Our group was fairly big so we were divided into two groups. Our ghost tour guide was dressed in a long black cape with an electric lantern. Can’t remember her name for the life of me, but said she had been there for 8 years, so we knew we were going to hear all the juicy details, more than the other tour. We walked around to churches, the court house, Bed and Breakfasts, and through one alley with a cobblestone pathway.

One B&B on our tour
Our lovely tour guide in a cobblestone alley (in her admirable cape and lantern lol)

I think my favourite story had to be back in the 1800’s when Queen’s University medical students had to get their own cadavers to do medical tests on. Apparently, it was getting harder and harder and more expensive to get cadavers the proper way so the students resorted to unethical and illegal ways; digging up bodies, killing people, etc. So one Kingston resident was driving his horse and cart home and stopped at a pub for the night. As he was tying his horse to a post, three men on a cart pulled in beside him and only two men got off and went into the pub. The man went to check on the lone man, who was left outside, because it was an extremely cold night. He found that this was a cadaver dressed up to allude the police. So this man was sick and tired of the students getting bodies illegally, so this man took the body and put him in his cart for safe keeping, and put on the cadavers clothes; wool coat and top hat. He sat where the body had just been where the two men had left him and waited for them to come out. So the men, coming from a pub and being wasted, were still drinking as they were coming out, holding a bottle of rum. They got up onto the seats and one man took a swig from the bottle and passed to it the other man. The second man thought it would be funny and offered it to the cadaver, or what the thought was the cadaver, and the “living” cadaver thanked the men and grabbed the bottle and took a huge drink, much to the shock of the two men, who ran off without their cadaver.

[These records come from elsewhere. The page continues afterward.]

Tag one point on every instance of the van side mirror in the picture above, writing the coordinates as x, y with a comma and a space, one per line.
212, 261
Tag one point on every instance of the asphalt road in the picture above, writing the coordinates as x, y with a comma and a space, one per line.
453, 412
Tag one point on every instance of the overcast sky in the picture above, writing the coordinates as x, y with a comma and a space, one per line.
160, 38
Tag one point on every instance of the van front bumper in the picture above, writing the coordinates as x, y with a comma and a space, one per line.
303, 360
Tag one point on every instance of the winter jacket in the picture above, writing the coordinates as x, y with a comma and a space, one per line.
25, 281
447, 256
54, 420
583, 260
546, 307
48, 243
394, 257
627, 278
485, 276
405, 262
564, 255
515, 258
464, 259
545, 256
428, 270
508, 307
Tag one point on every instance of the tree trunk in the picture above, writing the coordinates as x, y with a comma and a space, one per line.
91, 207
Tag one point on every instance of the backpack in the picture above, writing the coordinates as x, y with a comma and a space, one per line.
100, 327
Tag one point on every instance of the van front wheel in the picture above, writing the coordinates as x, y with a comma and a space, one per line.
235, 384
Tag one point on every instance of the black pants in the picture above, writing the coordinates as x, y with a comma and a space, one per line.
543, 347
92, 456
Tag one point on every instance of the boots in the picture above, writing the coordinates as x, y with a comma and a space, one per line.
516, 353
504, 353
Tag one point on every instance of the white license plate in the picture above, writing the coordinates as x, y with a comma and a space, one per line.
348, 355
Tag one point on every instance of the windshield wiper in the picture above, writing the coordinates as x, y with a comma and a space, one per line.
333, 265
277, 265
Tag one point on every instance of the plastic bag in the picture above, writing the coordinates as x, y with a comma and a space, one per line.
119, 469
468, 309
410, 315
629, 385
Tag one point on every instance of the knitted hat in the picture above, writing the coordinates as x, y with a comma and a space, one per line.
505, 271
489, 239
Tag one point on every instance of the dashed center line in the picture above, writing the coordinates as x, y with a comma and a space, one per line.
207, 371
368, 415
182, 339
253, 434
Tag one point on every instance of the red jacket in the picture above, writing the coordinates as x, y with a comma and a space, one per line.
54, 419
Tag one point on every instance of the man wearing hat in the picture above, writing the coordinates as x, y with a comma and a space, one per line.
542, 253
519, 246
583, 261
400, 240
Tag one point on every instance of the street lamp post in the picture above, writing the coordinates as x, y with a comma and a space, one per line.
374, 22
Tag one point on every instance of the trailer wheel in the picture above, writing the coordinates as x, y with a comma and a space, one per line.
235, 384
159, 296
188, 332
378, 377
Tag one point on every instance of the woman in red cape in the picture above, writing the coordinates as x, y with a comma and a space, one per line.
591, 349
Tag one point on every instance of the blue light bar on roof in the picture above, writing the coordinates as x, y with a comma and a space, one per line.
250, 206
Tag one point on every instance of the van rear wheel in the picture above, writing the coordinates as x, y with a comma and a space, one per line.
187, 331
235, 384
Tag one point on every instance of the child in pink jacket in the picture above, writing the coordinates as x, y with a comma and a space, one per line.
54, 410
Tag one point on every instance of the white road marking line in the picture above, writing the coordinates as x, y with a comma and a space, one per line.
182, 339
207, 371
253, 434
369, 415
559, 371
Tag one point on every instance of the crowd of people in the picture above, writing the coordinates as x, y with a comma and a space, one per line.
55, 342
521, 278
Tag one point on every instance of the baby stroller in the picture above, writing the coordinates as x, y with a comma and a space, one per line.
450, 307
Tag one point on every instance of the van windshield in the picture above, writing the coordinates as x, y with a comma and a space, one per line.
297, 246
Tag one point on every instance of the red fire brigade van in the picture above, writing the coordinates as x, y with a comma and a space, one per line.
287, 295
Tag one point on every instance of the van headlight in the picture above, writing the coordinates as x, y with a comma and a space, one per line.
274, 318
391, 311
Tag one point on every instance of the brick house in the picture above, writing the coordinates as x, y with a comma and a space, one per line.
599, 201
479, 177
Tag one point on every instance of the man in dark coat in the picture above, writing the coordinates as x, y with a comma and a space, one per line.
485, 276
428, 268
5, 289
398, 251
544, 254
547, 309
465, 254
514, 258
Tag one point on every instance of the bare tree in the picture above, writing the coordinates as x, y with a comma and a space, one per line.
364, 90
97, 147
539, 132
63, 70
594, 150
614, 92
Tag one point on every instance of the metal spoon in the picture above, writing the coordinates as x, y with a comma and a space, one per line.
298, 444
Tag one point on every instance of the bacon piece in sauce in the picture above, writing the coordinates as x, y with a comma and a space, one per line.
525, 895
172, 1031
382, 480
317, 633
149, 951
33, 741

We mainly walked through old residential parts and stopping along the way at bed and breakfasts, but once we got closer to downtown, we had to walk past bars and pubs. The sidewalks were crowded so we lost the guide in front of us for a few seconds, so she was walking alone for a bit. This one drunk girl put her hand on our guides shoulder and slurred “OMG I love your cape” being felicitous. I guess our tour guide has had this happen before and knew what to do and just genuinely said “thank you”. The drunk scoffed and turned to her friend and said “OMG did you see that!” Pretty sure the drunk girl didn’t realize this isn’t her first choice of clothing for a Friday night and that she was hosting a ghost tour, but you’re not in your right mind when you’ve had your weight in alcohol. What I love about ghost tours is not just the stories you hear from the guides, but the fact you get to go off the beaten path of regular tourists and the streets and houses you normally wouldn’t see.